Nihan Drama
“Rahat çalışmak, her vakit yiyecek ekmek bulmak, uyumak için temizce bir kovuğu olmak, çocuklarını iyi yetiştirmek, dayak yememek, rahat döşeğinde ölmek,” der kadın işçi Jervez, gelecekteki idealleri sorulduğunda.
Fransız yazar Emile Zola’nın “Meyhane” adlı romanında, işçi mahallesinde yaşayan ve ilk eşi tarafından iki çocuğu ile birlikte terk edilen Jervez, tekrar evlenme teklifi aldığı çinko işçisiyle konuşurken, mutluluğun ve güvenli bir hayatın hayalini kurmaktadır.
Jervez’in hayallerini okuduğumuzda, insanların kurabilecekleri hayallerin, doğdukları sınıfın koşullarıyla belirlendiğini görürüz. İşçi sınıfının kurduğu hayaller, aynı zamanda korkularını da ifade eder.
Çamaşırcı Jervez, ilk eşinden her akşam dayak yer. İşçi mahallesindeki evleri diğer herkesinki gibi oldukça eskidir. Küçük yaşta çalışmaya başlamıştır fakat yaşlılığında ailesiyle birlikte başını sokacağı temizce bir kovuk bulması garanti değildir.
Bu sebeple Jervez’in en büyük ideali, dayak yememek ve rahat döşeğinde ölmektir. Romanın sonunda, Jervez için kurduğu hayaller ne yazık ki gerçekleşmez. Çünkü hayatta mutlu sonlar olsa da işçi sınıfı için bu pek de kolay erişebileceği bir hayal değildir.
Kendine ait bir evi olmayan insan, evi olmasını hayal eder. Büyük apartmanların olduğu bir sitenin sahibi ise, doğduğu sınıf itibariyle, zaten bu hayale sahip olarak dünyaya gelmiştir.

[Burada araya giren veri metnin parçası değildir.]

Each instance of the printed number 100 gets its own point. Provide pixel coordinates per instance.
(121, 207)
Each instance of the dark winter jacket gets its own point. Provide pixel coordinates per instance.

Dayak yememeyi düşlemek, alt sınıf veya üst sınıf bir kadın için mümkün olabilir. Fakat bu, şiddetin çıkış noktasının ekonomik nedenler olduğu gerçeğini değiştirmez. Yoksul bir kadın, şiddet gördüğü evi terk etmeyi hayal dahi edemez. Çünkü bunun için ekonomik özgürlüğü yoktur ve bir seçeneği olduğunu düşünmez. Dileyebileceği tek şey morarmamış bir göz ile kırılmamış bir kaburgadır.
Dünya nüfusu, küçük zengin azınlık haricinde, bir eve bile sahip olmadan, hatta ölürken “temiz bir döşek”te bile yatamadan hayatını kaybediyor. Katliam dediğimiz şey, aslında budur. Alıştığınız yaşam, aslında zenginlerin size dayattığı yaşamdır. Herkesin evinin olabileceği, hiçbir kadının ve çocuğun aç kalmadan uyuyacağı bir dünya düzeni mümkündür. Kapitalizm ise adil bir dünya düzeninin tam tersidir. Kapitalizm insanlığa karşı işlenen bir suçtur.
Proletaryayı sömürerek zenginleşen burjuvalar da bu suçun failidirler. Bu nedenle, bize karşı işlenen bir suçun bir bedeli olmasını nasıl istiyorsak, günü geldiğinde mağdur olan çoğunluk, fail olan zengin azınlıktan hesap sormalıdır. O gün gelmedikçe dünyada adaletten bahsedilemez. Jervez, belki özgürlüğe kavuşmayı hayal edemez ama, her sabah yaşadığı hayata lanet okuyarak kalkan bir kadın işçi olarak, sırtına binmiş olan sömürü düzeninin yerle bir olmasını hayal edebilir ve hayal edenler örgütlenebilirler. İşte o zaman yıkıntılardan güneş doğar.